# Wiper Error on a Brother PR600 Embroidery Machine



## lovetosew

Hello everyone; I'm very new at this forum (in fact this is the first forum I am joining) - I'm having a very big problem with my Brother PR600 - Wiper Error - I had a service man come over to check the machine; it was working when he left on Friday; now it started again - it keeps jamming and always Wiper Error - the thread is not caught - the service man changed the motor, the sensor, the main board - still not working - can anyone give me an idea what could be the problem - the service man is coming back tomorrow night but I am not convinced my machine will be working when he leaves again. Oh and by the way I have a second PR600 which was in perfect working order - the service man oiled it - guess what happened??? WIPER ERROR!!!! My second machine is also not working. HELP!!!!!


----------



## LUV DEM TIGERS

Just out of curiosity, when you get that, take off the needle plate and see if the lower knife has retracted. Usually a "wiper error" happens when you don't get a "cut" on the thread and it hangs up the little piece that grabs the thread and pulls it back. Of course then, you just cut the thread and then do a manual trim and it will clear.


----------



## lovetosew

Thanks Craig,

This was already done so there is no piece of thread in there - at this point I'm beginning to think my machines will never be repaired


----------



## LUV DEM TIGERS

Do you know if you have the latest "operating system" for your machine. If not, try that. Sometimes it helps with "glitches".


----------



## lovetosew

Thanks again Craig but I did an update this weekend from 1.41 to 1.51 on one of my machines and the other one was already at 1.51 - no luck - still not working


----------



## imeccentric

Sounds like the tech did more than was needed and didn't have a clue. Run a credit card through the velcro strip that holds the thread behind the needles (where the wiper itself goes through). Sometimes lint or a small piece of thread can cause the problem. If the tech removed or moved that strip, it also might need to be realigned(not difficult). The left cutting knife my not have been put on correctly. Some of those machines have a small washer that is critical in it's placement and will prevent proper cutting. One other thing I can think of is the needle threader can be bent and might need to be rebent or a new one put on. All of this is assuming that it happens all of the time of course. If it is infrequent, just remember that this happens to all machines one in a while since they are mechanical beasts and some are just more temper-mental than others One other thing is the number three needle on these machines is known for being the one with problems. Lots of times , if it's just that needle, the tension knob might have picked up some lint or somthing under the discs. Take some canned air , lift the tension knob gently, and blow out underneath it.


----------



## northeastchap

just had this problem today am sure it is because am using a different thread that maybe your problem


----------



## Daddyof4

I agree on the thread being associated with wiper errors (among other errors). Our PE-1000 has two thread positions that are now unusable because of using a certain brand of thread and now they are in need of technical servicing. We have switched entirely to "Threadart" thread and have went from mind-blowing numbers of wiper errors and other errors to very, very few. We've also had great luck with Robison Anton thread.


----------



## jentshirt

hello just wondering if any one can help pr1000 under a year old coming up with wiper error every so often, bobbing jams, the machine eats a hole in tops , aloud bang every so often ( sound like going over rail way lines) keep ajusting it own tenision when running (loops) does sample ok on same material but when running a good one off this happen please help


----------



## Daddyof4

We had a PR-1000 but have a Melco now. Punching a hole in your tops could be caused by the tension created from the wiper errors and the uncut threads pulling on the shirt. We had that happen. 
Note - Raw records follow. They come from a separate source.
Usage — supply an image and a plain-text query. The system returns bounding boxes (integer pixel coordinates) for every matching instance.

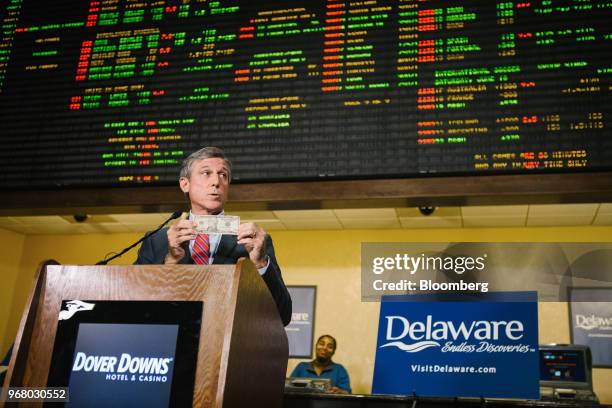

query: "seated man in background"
[291,334,351,394]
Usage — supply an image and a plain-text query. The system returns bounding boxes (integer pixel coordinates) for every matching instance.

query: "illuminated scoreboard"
[0,0,612,189]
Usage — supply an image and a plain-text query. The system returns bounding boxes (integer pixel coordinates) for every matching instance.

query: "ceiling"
[0,203,612,234]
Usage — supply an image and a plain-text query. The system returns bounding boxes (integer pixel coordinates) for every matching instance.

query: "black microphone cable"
[96,211,183,265]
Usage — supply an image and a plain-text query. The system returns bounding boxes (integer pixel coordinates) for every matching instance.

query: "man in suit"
[136,147,291,326]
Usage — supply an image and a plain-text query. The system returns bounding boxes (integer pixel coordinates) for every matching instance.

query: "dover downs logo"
[380,315,534,353]
[72,352,173,382]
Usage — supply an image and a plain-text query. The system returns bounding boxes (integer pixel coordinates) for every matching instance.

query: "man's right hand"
[164,220,198,264]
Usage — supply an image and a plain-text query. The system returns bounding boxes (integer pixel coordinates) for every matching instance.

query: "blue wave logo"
[380,340,440,353]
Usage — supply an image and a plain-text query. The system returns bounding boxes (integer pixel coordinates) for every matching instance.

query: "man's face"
[179,157,230,215]
[315,337,336,362]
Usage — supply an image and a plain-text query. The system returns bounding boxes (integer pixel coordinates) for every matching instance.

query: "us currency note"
[192,214,240,235]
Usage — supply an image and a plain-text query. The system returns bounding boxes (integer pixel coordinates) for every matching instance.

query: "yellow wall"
[0,229,25,359]
[0,227,612,403]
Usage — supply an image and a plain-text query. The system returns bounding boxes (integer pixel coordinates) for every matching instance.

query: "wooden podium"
[4,258,288,408]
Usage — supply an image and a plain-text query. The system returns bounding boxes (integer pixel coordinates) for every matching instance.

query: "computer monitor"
[540,344,592,389]
[285,377,331,393]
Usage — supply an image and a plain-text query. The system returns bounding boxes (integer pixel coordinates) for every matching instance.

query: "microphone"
[96,211,183,265]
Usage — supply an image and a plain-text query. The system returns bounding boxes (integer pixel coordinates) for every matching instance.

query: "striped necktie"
[191,234,210,265]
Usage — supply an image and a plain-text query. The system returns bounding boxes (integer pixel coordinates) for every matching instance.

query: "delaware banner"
[372,292,540,399]
[285,286,317,358]
[570,288,612,367]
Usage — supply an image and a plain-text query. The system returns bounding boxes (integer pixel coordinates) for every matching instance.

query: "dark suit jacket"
[135,228,291,326]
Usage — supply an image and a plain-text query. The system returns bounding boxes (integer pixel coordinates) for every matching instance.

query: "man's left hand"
[237,222,268,269]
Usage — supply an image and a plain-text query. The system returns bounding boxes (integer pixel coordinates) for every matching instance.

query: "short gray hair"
[179,147,232,181]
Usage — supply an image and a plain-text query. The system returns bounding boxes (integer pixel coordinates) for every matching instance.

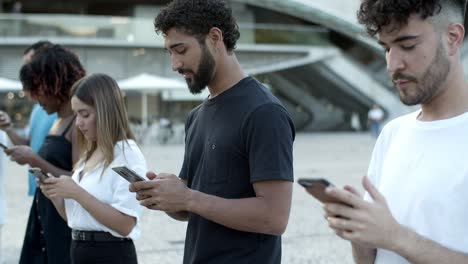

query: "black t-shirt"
[179,77,295,264]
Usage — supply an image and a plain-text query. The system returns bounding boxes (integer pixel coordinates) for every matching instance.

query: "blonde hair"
[70,73,135,172]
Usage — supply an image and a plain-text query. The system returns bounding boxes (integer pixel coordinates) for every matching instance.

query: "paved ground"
[2,133,374,264]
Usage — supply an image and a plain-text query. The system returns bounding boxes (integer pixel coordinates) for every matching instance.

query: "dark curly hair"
[19,44,86,102]
[357,0,466,36]
[154,0,240,52]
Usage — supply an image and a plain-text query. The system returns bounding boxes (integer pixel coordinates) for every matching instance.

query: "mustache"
[392,72,418,82]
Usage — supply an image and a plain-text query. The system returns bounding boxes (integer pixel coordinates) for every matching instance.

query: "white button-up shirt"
[65,140,147,240]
Next thing to ask is are you using Fast Frames. If so that loud bang could be the needle hitting the frame. That one is unmistakeable because it sounds like a woodpecker banging the gutters on your house. 

Next thing to consider is the thread. If it is Coats and Clark you will want to upgrade. That thread caused more problems than we could count. Swapping to a different brand singlehandedly knocked out 90% of our issues.

Next thing is to make sure the area under your needle plate is clean and that the plate is perfectly centered. You have to screw each screw down in small increments equally first one side then the other back and forth while holding it in place until it is tight.

Make sure your needles are clean. Often ours would seem to be clean but would be gummy from the sticky stabalizer or our spray adhesive.

Just food for thought : )


----------



## jif121

Hi! I've got a Brother PR655 machine and wiper does not grab the upper thread. Can anyone help me out on this pls.


----------